Characterization of cellular convection of argon in top shield penetrations of pool type liquid metal fast reactors

Cellular convection of argon gas that takes place in narrow annuli of component penetrations in FBR top shield has been investigated. The 3-D CFD simulations have been validated against in-house experimental data. The circumferential temperature difference in the shells, which is a result of cellular convection is given special attention. Cellular convection is seen to be highly sensitive to geometric and thermal conditions. For Rayleigh numbers (Ra) less than ∼300, cellular convection effect is seen to be very weak. For Ra exceeding ∼3 × 108, natural convection is vigorous with insignificant circumferential temperature variations. In the intermediate range of Rayleigh numbers, cellular convection assumes great significance. The maximum circumferential temperature difference in the component shell is seen to occur at Ra ∼ 3 × 105, which corresponds to a gap width of 50 mm. The number of convective cells increases with decrease in gap width as well as increase in forced cooling.
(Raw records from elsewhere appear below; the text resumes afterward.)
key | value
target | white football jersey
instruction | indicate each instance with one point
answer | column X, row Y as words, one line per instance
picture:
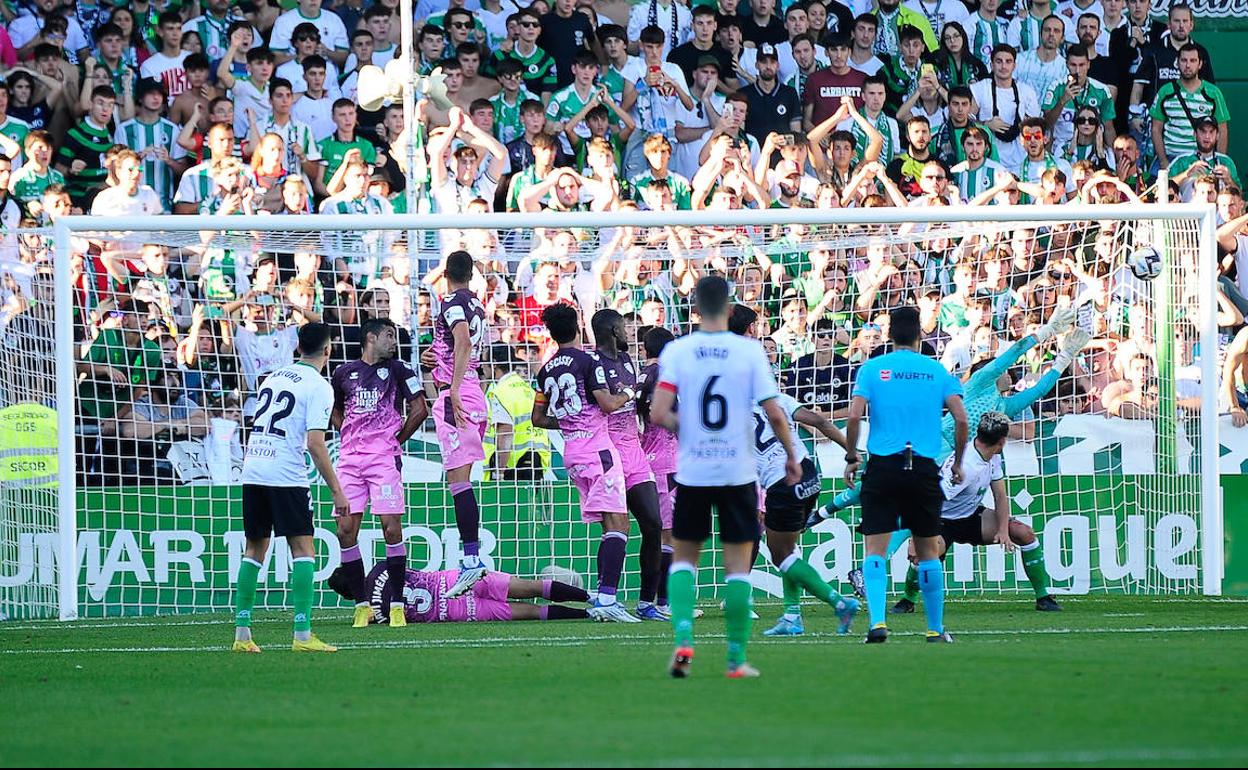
column 977, row 477
column 769, row 453
column 718, row 377
column 291, row 402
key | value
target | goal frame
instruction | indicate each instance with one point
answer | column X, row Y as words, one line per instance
column 66, row 227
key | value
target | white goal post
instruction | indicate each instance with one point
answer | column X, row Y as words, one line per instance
column 1202, row 221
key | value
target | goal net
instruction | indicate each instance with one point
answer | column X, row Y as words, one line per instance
column 176, row 320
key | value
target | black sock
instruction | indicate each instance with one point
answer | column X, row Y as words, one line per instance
column 555, row 612
column 643, row 502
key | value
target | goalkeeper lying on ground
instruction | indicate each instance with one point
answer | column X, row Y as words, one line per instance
column 426, row 602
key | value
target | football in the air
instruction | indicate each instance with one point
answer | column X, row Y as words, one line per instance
column 1146, row 263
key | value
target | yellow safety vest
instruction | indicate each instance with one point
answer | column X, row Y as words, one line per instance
column 517, row 396
column 28, row 446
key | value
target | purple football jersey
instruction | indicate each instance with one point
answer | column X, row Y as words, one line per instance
column 658, row 442
column 372, row 399
column 620, row 373
column 461, row 306
column 567, row 383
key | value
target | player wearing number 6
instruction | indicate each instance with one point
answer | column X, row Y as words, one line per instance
column 574, row 397
column 719, row 377
column 293, row 412
column 459, row 411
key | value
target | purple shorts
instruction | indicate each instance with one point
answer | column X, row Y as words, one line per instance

The circumferential temperature difference is found to be directly proportional to annulus height, suggesting significant incentives in adopting shorter penetration heights. However, the circumferential temperature difference is found to be a weak function of annulus diameter. The number of cells is unfavorably less in an eccentric annulus compared to a concentric annulus. Appropriate correlations have been proposed to determine the circumferential temperature difference and number of convective cells to serve as a guideline for thermal design of top shield of future FBR.

► We present characterization of cellular convection by 3-D CFD analysis.
► CFD model is validated against in-house experimental data.
► We bring out effects of geometric and process parameters on cellular convection.
► Correlations are developed to serve as guideline for design of FBR top shield.